But the new White House Situation Room is nearly ready to be unveiled and put to use.

The new and improved Situation Room is set to be operational on Jan. 1, with new technology, double the number of conference rooms (there were two, there will be four) and enough space to conduct five simultaneous teleconferences and reach the president anywhere in the world -- including Air Force One -- through secure communications.

Among the new features are two Space Age-looking phone booths with secure telephones and digital encryption fax machines, a central office with privacy glass that goes from transparent to milky with the flip of a switch, and massive flat-screen televisions that will be tuned to cable news shows 24/7 because, we're told, that's how White House officials often learn of developments around the world.

Deputy White House Chief of Staff Joseph Hagin described the redo as a radical overhaul.

"We gutted the old Situation Room down to the brick and into the dirt," Hagin said.

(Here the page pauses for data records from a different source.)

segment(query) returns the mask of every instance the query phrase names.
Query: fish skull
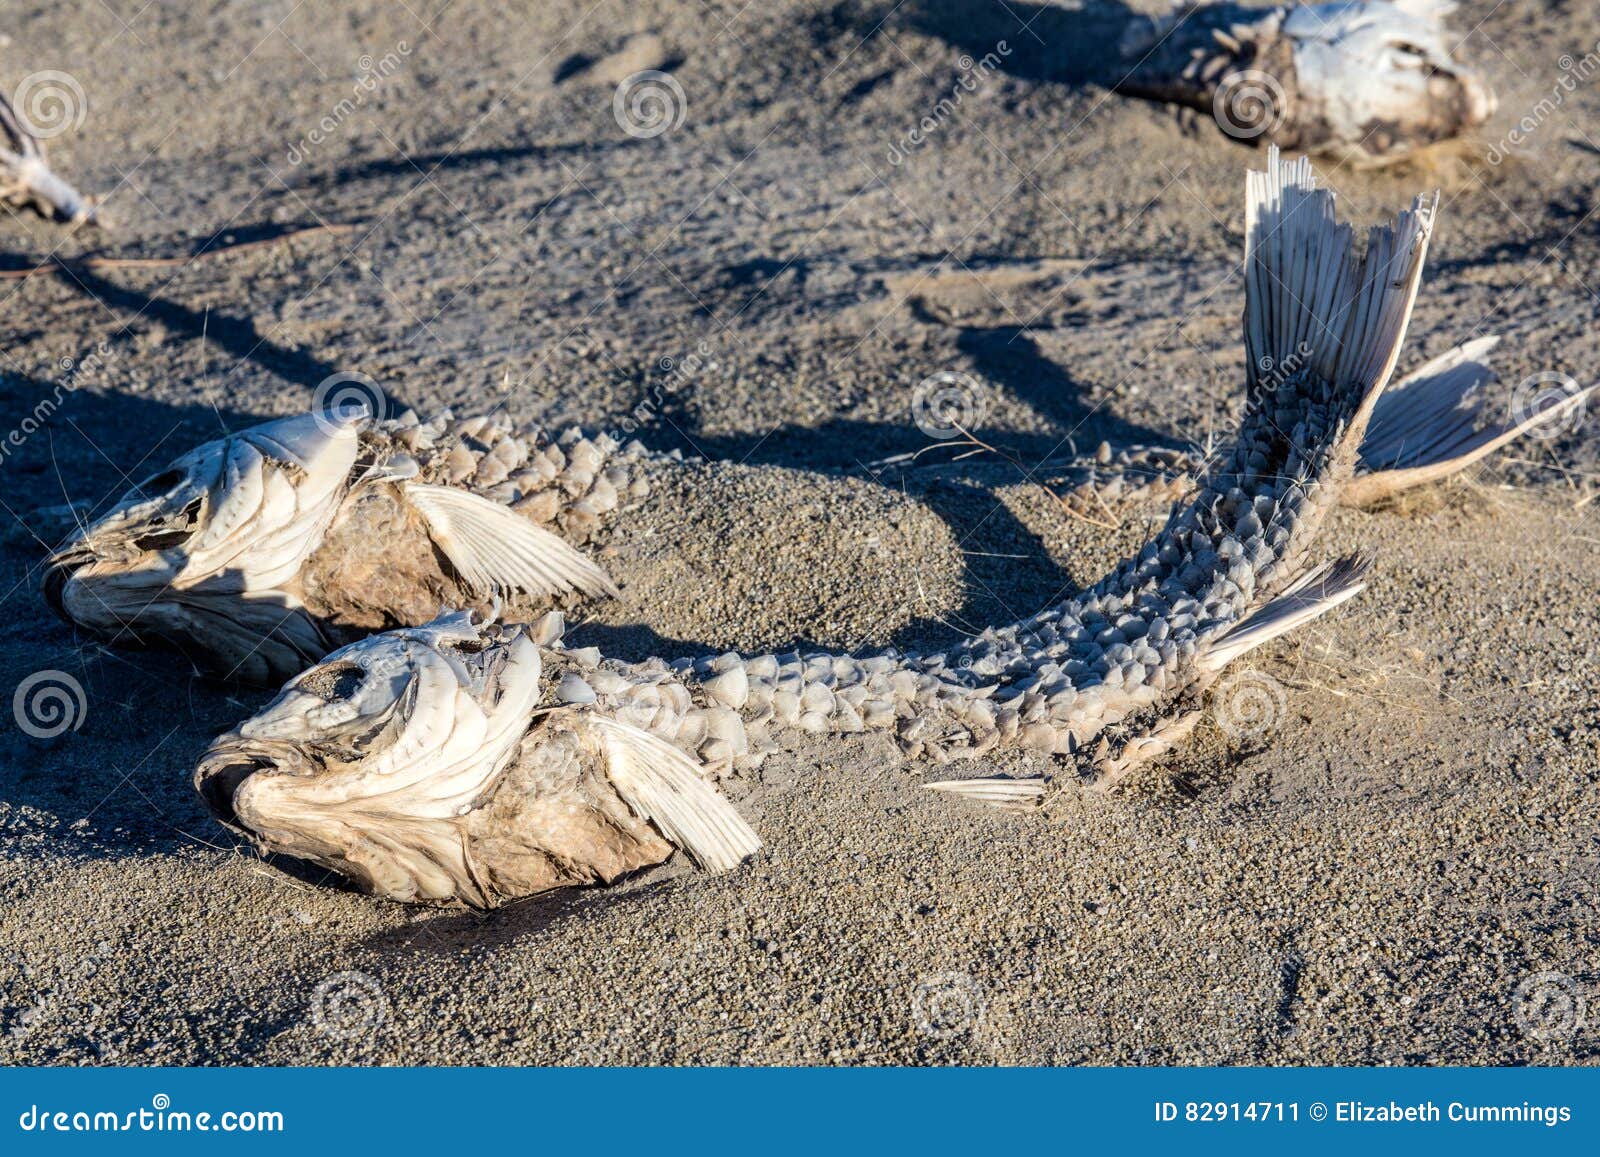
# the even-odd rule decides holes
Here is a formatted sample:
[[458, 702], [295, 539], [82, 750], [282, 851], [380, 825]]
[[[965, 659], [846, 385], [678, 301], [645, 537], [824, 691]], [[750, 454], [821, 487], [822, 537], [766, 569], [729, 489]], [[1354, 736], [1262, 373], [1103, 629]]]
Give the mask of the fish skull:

He also boasted that the project is ahead of schedule and under budget. And, he said, it's a "legacy project" designed to allow future administrations flexibility to install new technology quickly and with minimal disruption. Rack systems, trenches in the floor, and a new Situation Room budget are all intended to make quick upgrades feasible.

Hagin said the Situation Room is now fitted with the latest telecommunications equipment, allowing for a significant improvement in "the amount and quality of data that can be brought in."

According to Hagin, the idea for a Situation Room renovation dates back to the spring of 2001 when the White House commissioned the Department of Defense to study a communications upgrade. This became a priority after President Bush had difficulty communicating during the Sept. 11 attacks, Hagin said.